Clarksburg Intentions Vary From Its Reality

Planning Procedures Under Investigation

By Tim Craig
Washington Post Staff Writer
Sunday, July 3, 2005; Page C05

Clarksburg was Montgomery County's model of the 21st-century suburb.

"The final frontier" is how the county's 1994 master plan described it: a series of quaint subdivisions built around a pedestrian-friendly town center with specialty shops, cafes, trails and a grocery store.


New residences rise next to an old church in the Chapel Point section of the community of Clarksburg, which was planned to include a series of subdivisions surrounding a pedestrian-friendly town center.
New residences rise next to an old church in the Chapel Point section of the community of Clarksburg, which was planned to include a series of subdivisions surrounding a pedestrian-friendly town center. (By Dennis Drenner For The Washington Post)

People bought in. Home buyers, drawn by low interest rates available to buyers at the time and relatively moderate prices, flocked to the tiny northern Montgomery community, where horses and livestock outnumbered residents as recently as 10 years ago.

"We were buying into a lifestyle and an ideal," said Lynn Fantle, who in 2002 purchased a $400,000 house in Clarksburg Town Center.

But the road to the reinvented suburb has gotten bumpy. There are numerous signs that Montgomery officials were ill-prepared to oversee the pace and scope of change in Clarksburg, where the population has nearly tripled to 5,500 in the past five years. In 20 years, it is expected to reach more than 40,000.

Last week, the county acknowledged that hundreds of homes in the new Clarksburg Town Center were built in apparent violation of height and setback requirements. There is also evidence that a planning staff member improperly altered a site plan to show that developers were complying with the regulations.

Officials announced that an outside investigator will be hired to review the county's procedures for approving subdivision plans.A planning department report recommends the developer and builders be fined about $1.2 million. Residents want a much stiffer penalty.

There are other problems. Roads are crowded, and some of the planned walkways have been turned into streets. Officials said the developer has allowed new owners to move in without occupancy permits from the county. Residents said units priced for low- and middle-income buyers, which developers are required to include, have been concentrated in one area, which would violate county regulations.

Montgomery's Fire & Rescue Service has warned for months that a tragedy is waiting to happen in Clarksburg because the fire station serving the town is too far away.

Last week, it took firefighters nearly 14 minutes, twice the acceptable standard, to respond to a family that had suffered carbon monoxide poisoning, according to County Council member Michael Knapp (D-Upcounty).

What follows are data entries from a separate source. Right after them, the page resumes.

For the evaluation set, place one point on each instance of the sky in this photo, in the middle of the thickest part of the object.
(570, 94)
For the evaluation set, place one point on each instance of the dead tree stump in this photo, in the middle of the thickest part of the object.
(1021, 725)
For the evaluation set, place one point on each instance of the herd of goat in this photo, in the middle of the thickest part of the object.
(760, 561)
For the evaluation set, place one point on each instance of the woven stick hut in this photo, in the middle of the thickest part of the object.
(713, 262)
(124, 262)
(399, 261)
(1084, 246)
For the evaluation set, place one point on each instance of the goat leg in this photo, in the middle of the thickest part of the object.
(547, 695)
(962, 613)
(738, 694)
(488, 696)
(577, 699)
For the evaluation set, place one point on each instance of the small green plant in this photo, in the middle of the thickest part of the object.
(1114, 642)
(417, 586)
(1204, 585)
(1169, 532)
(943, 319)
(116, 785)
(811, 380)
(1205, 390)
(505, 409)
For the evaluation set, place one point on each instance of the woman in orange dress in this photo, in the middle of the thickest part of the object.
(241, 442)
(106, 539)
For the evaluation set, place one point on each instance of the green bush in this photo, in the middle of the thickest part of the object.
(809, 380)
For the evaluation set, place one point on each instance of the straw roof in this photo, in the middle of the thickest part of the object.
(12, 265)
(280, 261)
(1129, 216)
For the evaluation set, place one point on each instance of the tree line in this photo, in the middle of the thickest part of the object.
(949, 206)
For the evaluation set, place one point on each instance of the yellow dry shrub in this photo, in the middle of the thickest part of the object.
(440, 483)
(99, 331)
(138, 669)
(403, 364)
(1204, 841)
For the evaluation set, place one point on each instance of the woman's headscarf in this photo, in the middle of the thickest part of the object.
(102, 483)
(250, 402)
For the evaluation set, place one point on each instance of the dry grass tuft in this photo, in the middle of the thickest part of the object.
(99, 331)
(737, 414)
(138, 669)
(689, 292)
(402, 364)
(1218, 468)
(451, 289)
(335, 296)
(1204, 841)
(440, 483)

Residents said they are waiting for the amenities they were promised -- the retail, the cafes, the upscale grocery shopping. They charged that the developer, Newland Communities of San Diego, is trying to build a conventional suburban strip mall with a Giant supermarket.

"It says in the master plan these shops should be places of distinction where people can congregate," said Carol Smith, who bought a townhouse in 2003. "Who wants to go get groceries in the Giant and then sit on the sidewalk and talk to neighbors?"